B.                 L’appréciation de la preuve par la SPR est entachée d’un vice fatal

1)                  Les principes de droit applicables

[32]           Le ministre a à juste titre affirmé que la SPR est réputée avoir examiné l’ensemble de la preuve, et qu’elle n’avait pas, dans sa décision, à renvoyer à tous les éléments de preuve documentaire dont elle était saisie (Florea c Canada (Ministre de l’Emploi et de l’Immigration), [1993] ACF no 598 (QL), au paragraphe 1).

[33]           Toutefois, il est tout aussi juste d’affirmer, à l’instar des demanderesses, que, quand il y a au dossier un nombre important d’éléments de preuve qui contredisent directement un élément essentiel d’une conclusion, une omission de la part du décideur d’étudier cette preuve ou d’expliquer pourquoi il n’en a pas tenu compte peut amener à déduire qu’il a rendu sa décision « sans tenir compte des éléments dont il dispos[ait] », et cette décision est, par conséquent, susceptible de contrôle sur ce fondement, comme le prévoit l’alinéa 18.1(4)d) de la Loi sur les Cours fédérales, LRC 1985, c F-7 (Hinzman c Canada (Citoyenneté et Immigration), 2010 CAF 177, [2012] 1 RCF 257, au paragraphe 38, dans lequel on cite la décision Cepeda‑Gutierrez c Canada (Ministre de la Citoyenneté et de l’Immigration), 157 FTR 35, [1998] ACF no 1425 (QL) (Cepeda-Gutierrez), au paragraphe 17; (Toriz Gilvaja c Canada (Citoyenneté et Immigration), 2009 CF 598).

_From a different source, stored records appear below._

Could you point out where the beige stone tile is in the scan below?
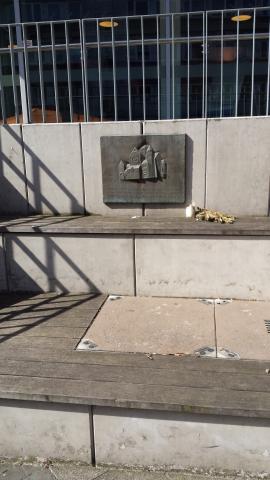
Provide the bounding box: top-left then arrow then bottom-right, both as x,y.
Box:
81,297 -> 215,354
216,301 -> 270,360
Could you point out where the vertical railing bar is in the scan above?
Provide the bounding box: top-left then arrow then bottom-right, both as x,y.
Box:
36,23 -> 46,123
141,16 -> 146,120
22,24 -> 32,123
187,12 -> 190,118
156,15 -> 160,120
0,55 -> 6,123
65,21 -> 73,122
111,18 -> 118,121
8,25 -> 19,123
126,18 -> 132,121
250,8 -> 256,117
79,20 -> 86,122
220,10 -> 224,117
234,10 -> 240,117
204,12 -> 208,118
171,14 -> 175,119
202,12 -> 205,117
50,22 -> 59,123
96,18 -> 103,122
265,18 -> 270,115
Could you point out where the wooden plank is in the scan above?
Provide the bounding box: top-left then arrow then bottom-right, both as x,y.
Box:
0,360 -> 270,395
0,310 -> 97,331
0,325 -> 85,341
0,339 -> 270,378
0,375 -> 270,418
0,335 -> 78,351
0,216 -> 270,236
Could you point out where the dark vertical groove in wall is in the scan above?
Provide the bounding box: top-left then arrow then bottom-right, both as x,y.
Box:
204,119 -> 208,208
88,405 -> 96,467
20,125 -> 30,215
79,123 -> 86,214
2,234 -> 10,292
133,235 -> 137,297
214,299 -> 218,358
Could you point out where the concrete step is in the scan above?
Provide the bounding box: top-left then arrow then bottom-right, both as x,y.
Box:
0,216 -> 270,300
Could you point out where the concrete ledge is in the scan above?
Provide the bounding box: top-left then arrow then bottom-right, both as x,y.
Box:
6,235 -> 134,295
136,235 -> 270,300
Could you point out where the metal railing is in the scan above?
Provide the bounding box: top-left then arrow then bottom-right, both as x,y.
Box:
0,7 -> 270,123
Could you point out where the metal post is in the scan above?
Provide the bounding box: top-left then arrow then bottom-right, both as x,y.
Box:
51,22 -> 59,123
8,25 -> 19,123
220,10 -> 224,117
265,22 -> 270,115
36,23 -> 46,123
126,18 -> 132,120
111,18 -> 118,121
65,21 -> 73,122
171,14 -> 175,119
187,13 -> 190,118
234,10 -> 239,117
156,16 -> 160,120
79,20 -> 89,122
13,0 -> 29,123
96,18 -> 103,122
250,9 -> 256,117
141,16 -> 146,120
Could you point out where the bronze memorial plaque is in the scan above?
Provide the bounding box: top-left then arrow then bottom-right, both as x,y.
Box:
100,135 -> 186,203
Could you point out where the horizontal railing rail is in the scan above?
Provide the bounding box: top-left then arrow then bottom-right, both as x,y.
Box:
0,7 -> 270,123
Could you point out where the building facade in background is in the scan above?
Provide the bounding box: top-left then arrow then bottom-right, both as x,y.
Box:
0,0 -> 270,123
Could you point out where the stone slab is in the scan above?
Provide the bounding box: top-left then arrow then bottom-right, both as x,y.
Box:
100,135 -> 186,204
23,124 -> 84,214
81,122 -> 142,216
216,301 -> 270,360
94,407 -> 270,473
0,235 -> 7,292
6,235 -> 134,295
143,119 -> 206,216
136,235 -> 270,300
82,297 -> 215,354
206,117 -> 270,215
0,125 -> 28,215
0,400 -> 91,463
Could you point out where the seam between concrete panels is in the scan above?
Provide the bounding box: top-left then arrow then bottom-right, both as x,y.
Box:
1,233 -> 10,292
132,235 -> 137,297
20,125 -> 30,214
204,119 -> 208,208
79,123 -> 86,214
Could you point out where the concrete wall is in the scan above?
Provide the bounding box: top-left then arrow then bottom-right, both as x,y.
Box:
0,117 -> 270,216
0,400 -> 91,463
94,408 -> 270,473
0,399 -> 270,472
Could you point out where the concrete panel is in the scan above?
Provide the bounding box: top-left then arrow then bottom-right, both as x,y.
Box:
0,125 -> 28,215
136,236 -> 270,300
6,235 -> 134,295
0,400 -> 91,463
23,124 -> 84,214
0,235 -> 7,291
206,118 -> 270,215
94,408 -> 270,473
81,122 -> 142,216
144,119 -> 206,216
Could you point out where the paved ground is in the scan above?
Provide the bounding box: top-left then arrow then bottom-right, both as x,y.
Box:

[34]           Le fait qu’un décideur fait référence de façon assez détaillée à des éléments de preuve étayant ses conclusions, mais qu’il reste par ailleurs muet à l’égard d’éléments de preuve faisant pencher la balance en faveur de la conclusion inverse peut également conduire à la même déduction (Cepeda-Gutierrez, précitée, au paragraphe 17).

[35]           Je reconnais que la déduction selon laquelle un décideur a rendu sa décision sans tenir compte des éléments de preuve dont il disposait peut être plus difficile à tirer quand les éléments de preuve dont on n’a prétendument pas tenu compte sont des documents relatifs à la situation qui règne dans un pays. Comme la Cour l’a souligné dans sa décision récente, Vargas Bustos c Canada (Citoyenneté et Immigration), 2014 CF 114 (Bustos), l’énorme volume et la diversité de la preuve documentaire relative à la situation qui règne dans un pays fera souvent en sorte qu’il sera peu pratique d’un point de vue administratif d’exiger d’un décideur qu’il précise méticuleusement quel poids il accorde à chaque document (Bustos, aux paragraphes 35 à 39).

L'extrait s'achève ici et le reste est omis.